Bugün ABD'de büyük seçim var. Sadece ABD halkı değil neredeyse tüm dünya Bush'un mu yoksa Kerry'nin mi seçileceğini merakla bekliyor. Türkiye ve Ortadoğu'yu çok iyi tanıyan eski CIA görevlisi Graham Fuller seçim sonuçlarının Türkiye için ne anlama geleceğini VATAN'a değerlendirdi. Fullerle ilki dün yayınlanan ve hem sağ hem de sol kesimden olumlu tepkiler aldığımız bu ilginç sohbetin ikinci bölümü şöyle:

* Bush'u dünyada da pek seven yok, ama eski bir CIA'cı olarak siz neden sevmiyorsunuz?

Hem ekonomik durumumuzu çok bozdu hem de siyasetteki en gerici unsurlarla işbirliği yaptı. Siyonist ve sağcılarla çok yakın işbirliği var. Dünya karşısında prestijimizi sıfıra indirdi. Uluslararası nizama büyük zarar verdi. Almanya ve Fransa'yla yakın işbirliği yapmamız imkansızlaştı. Avrupa bir süreden beri artık ABD'den bağımsız bir politika sürdürmek istiyor. Yani ne Avrupa'da ne de Ortadoğu'da müttefikimiz kaldı. Artık kimse bizimle çalışmak istemiyor.

* ABD'nin hala ilişkilerinin en iyi olduğu ülkeler arasında kimleri sayarsınız? İngiltere? İsrail? Türkiye üçüncü sırada olabilir mi?

Hayır, yakın müttefik değil. Bir avuç, küçük ülke.. Kostarika, Fiji Adaları gibi her zaman ABD'yi destekleyen ülkeler var. Ama onları sayarken Türkiye aklıma gelmiyor. Irak'ta İngiltere hariç ABD'nin ciddi bir müttefiki olmadı. Türkiye bize yardımcı olabilen bir unsur ama müttefik olarak değil.
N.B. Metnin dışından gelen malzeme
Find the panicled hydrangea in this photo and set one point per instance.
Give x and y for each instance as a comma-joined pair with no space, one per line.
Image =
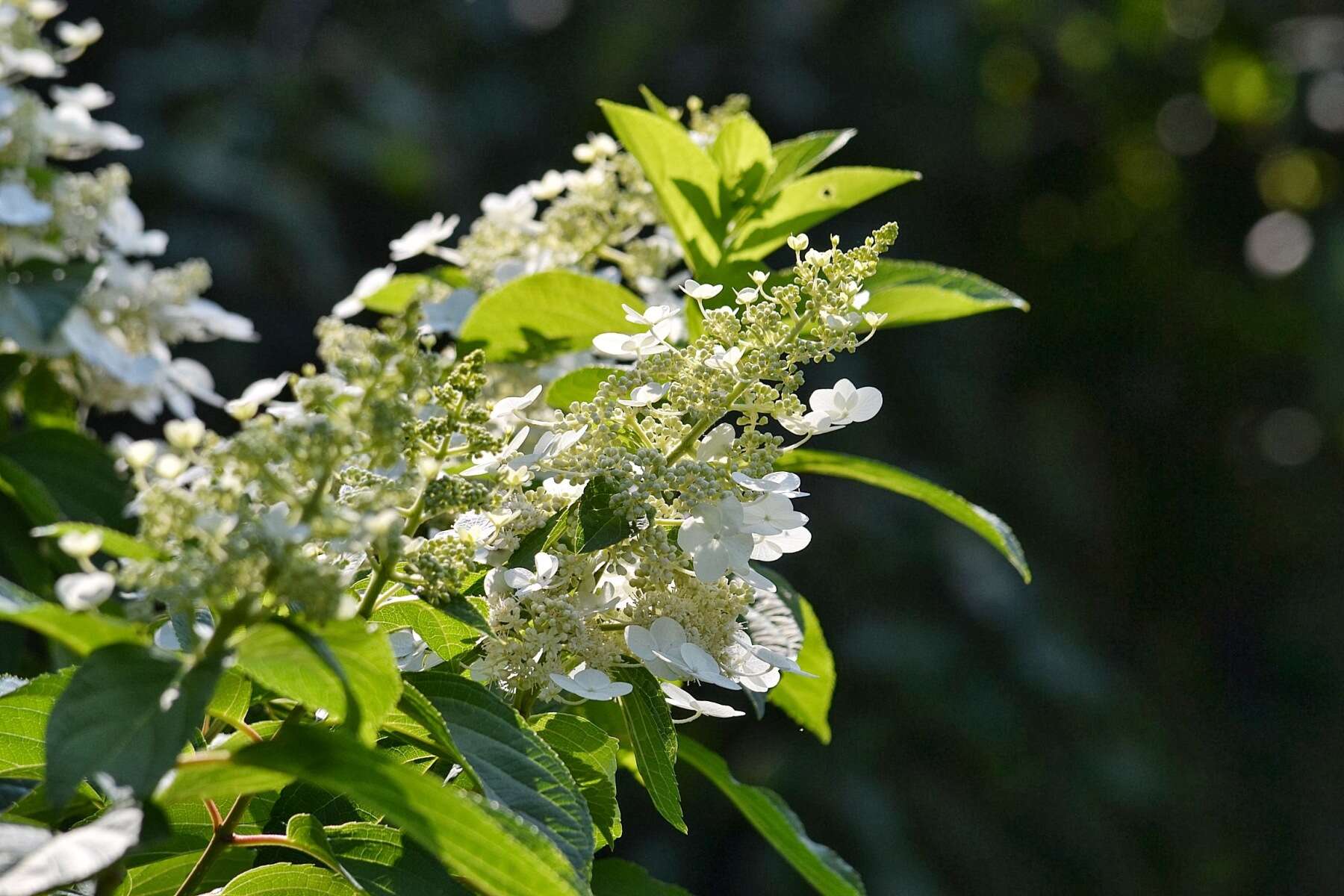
390,474
70,240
Tezkerenin geçmemesi çok iyi oldu

* Sizce böyle davranmakla Türkiye hata mı yaptı?

Tam tersi. Bu durum hem Türkiye için hem de uzun vadede Amerika için çok daha iyi oldu.

* Oysa Türkiye'de tezkereye karşı çıkanlar "romantik" olmakla suçlanmıştı?..

Bence tezkerenin geçmemesi son derece olumlu bir şeydi. Türkiye-AB, Türkiye-Ortadoğu ilişkilerinde çok olumlu oldu.

* Ne işe yaradı? Mesela ABD'nin hızına ket mi vurdu?

Askeri açıdan çok bir etkisi yok. Ama manevi ve diplomatik açıdan anlamı büyüktü. ABD'nin prestijini zedeleyerek Irak'a müdahale konusunda kuşku uyandırdı. Diğer müttefiklerimizi düşündürdü.

* Ya geçseydi?

Bir kere daha Türkiye'nin yüzde yüz ABD yörüngesinde olduğu ortaya çıkardı. Aynı zamanda bölgede Türk-Kürt çatışmasına yol açardı ki bu uzun vadede ABD için de büyük problem olurdu. Tezkerenin geçmemesinin Türkiye'nin AB sürecine de katkısı büyük oldu. Eğer Meclis tezkereyi kabul etseydi Avrupa Türkiye'yi hep 'ABD'nin Truva Atı" olarak görecekti.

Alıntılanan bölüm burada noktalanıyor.